Recordemos que el problema de la tierra ha estado rondando la historia de las distintas violencias colombianas, las del pasado y las del presente.

Desde comienzos del siglo XX, como lo enseñó Jesús Antonio Bejarano, había una configuración de la estructura agraria caracterizada por el predominio de dos formas de producción: la economía de hacienda, con los mecanismos de sujeción extraeconómica de la fuerza laboral y que se orientaba hacia la ganadería extensiva, el azúcar y los cereales; la economía campesina, basada en el trabajo familiar y con su producción centrada en alimentos -y abastecía de allí centros urbanos- y en la producción de café.

Esto muestra cómo desde muy temprano en nuestra historia el camino del desarrollo agrario fue el de la gran propiedad -conocido como el modelo junker-.

Sin embargo, para la producción campesina hubo medidas de apoyo, basadas en lo fundamental en el estímulo de la colonización a través de políticas de adjudicación de baldíos, como, la Ley 71 de 1917, que buscaba facilitar la formación de pequeños propietarios de menos de 20 hectáreas, o las Leyes 185 de 1920 y 74 de 1926, que intentaban actuar en el margen de maniobra que tenía el Estado frente a la política de tierras: adjudicar baldíos nacionales; la primera hasta por 2.500 hectáreas para ganadería y 1.000 hectáreas para agricultura, tenía como destinatarios a los grandes propietarios; la segunda, en áreas no superiores a 80 hectáreas, fomentaba la colonización campesina.

Estas normas, junto con la Ley 47 de 1926 sobre colonización, intentaban resolver los cada vez mayores enfrentamientos sociales que se estaban generando entre colonos y terratenientes alrededor de la propiedad de la tierra.

Porque era claro hacia los años 20 que los conflictos se agudizaban y se expresaban en dos dimensiones: Una, entre colonos y terratenientes -eran conflictos alrededor de la titularidad de las tierras- y otra, entre campesinos y dueños de grandes extensiones -eran conflictos alrededor de los salarios por un lado y, por otro, entre la posesión material de los campesinos en el interior de las haciendas y unos supuestos o reales títulos de propiedad.

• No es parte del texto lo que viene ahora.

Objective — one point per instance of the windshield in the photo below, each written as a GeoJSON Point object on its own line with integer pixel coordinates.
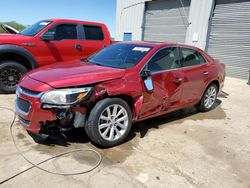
{"type": "Point", "coordinates": [35, 28]}
{"type": "Point", "coordinates": [121, 56]}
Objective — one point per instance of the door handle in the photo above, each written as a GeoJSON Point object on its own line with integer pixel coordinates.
{"type": "Point", "coordinates": [205, 73]}
{"type": "Point", "coordinates": [177, 80]}
{"type": "Point", "coordinates": [78, 46]}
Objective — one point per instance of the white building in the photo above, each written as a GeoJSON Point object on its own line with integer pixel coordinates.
{"type": "Point", "coordinates": [221, 27]}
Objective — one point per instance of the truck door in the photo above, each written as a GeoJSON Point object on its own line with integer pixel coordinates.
{"type": "Point", "coordinates": [65, 46]}
{"type": "Point", "coordinates": [92, 39]}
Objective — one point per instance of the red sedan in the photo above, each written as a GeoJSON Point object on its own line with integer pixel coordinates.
{"type": "Point", "coordinates": [121, 84]}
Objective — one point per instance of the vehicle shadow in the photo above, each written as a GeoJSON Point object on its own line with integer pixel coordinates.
{"type": "Point", "coordinates": [141, 128]}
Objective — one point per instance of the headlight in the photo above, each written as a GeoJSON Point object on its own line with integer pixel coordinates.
{"type": "Point", "coordinates": [65, 96]}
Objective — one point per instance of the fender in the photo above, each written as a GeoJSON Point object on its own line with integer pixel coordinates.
{"type": "Point", "coordinates": [21, 51]}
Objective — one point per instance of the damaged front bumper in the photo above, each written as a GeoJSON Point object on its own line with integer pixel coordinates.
{"type": "Point", "coordinates": [47, 119]}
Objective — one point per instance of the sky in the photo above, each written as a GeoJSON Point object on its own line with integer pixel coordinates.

Es el esfuerzo para responder a estas tensiones en el agro lo que explica la Ley 200 de 1936, en la 'Revolución en marcha' de Alfonso López Pumarejo, y la Ley 100 de 1944 -modificatoria de la anterior- en el segundo gobierno López Pumarejo, que pretende darle salidas institucionales a una conflictividad que tendía a expresarse en forma violenta.

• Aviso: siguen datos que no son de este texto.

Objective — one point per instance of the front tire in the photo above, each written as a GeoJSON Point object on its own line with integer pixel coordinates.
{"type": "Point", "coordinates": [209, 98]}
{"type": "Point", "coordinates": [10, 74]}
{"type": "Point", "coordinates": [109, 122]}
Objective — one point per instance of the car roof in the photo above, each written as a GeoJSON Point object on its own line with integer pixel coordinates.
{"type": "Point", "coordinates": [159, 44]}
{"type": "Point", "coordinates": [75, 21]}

Pero la violencia entre liberales y conservadores ahogó estas salidas.

En los años 50, la atención estatal a la política de tierras se expresó en la Ley 20 de 1959, que autorizó a la Caja Agraria a desarrollar un programa de parcelaciones a los desplazados por la violencia. Esta política se canceló en los primeros meses de la siguiente década con un resultado precario.

Luego tendremos el período del reformismo agrario de los años 60, liderado por Carlos Lleras Restrepo, con la Ley 135 de 1961 y Ley 1 de 1968, incluida la creación de la ANUC (Asociación Nacional de Usuarios Campesinos) por el gobierno Lleras Restrepo y la acción redistributiva del Incora hasta fines de los 80, pero con resultados precarios. La prioridad era modernizar el agro, no redistribuir la tierra.

Esta historia es la que lleva a mirar los actuales intentos con poco optimismo.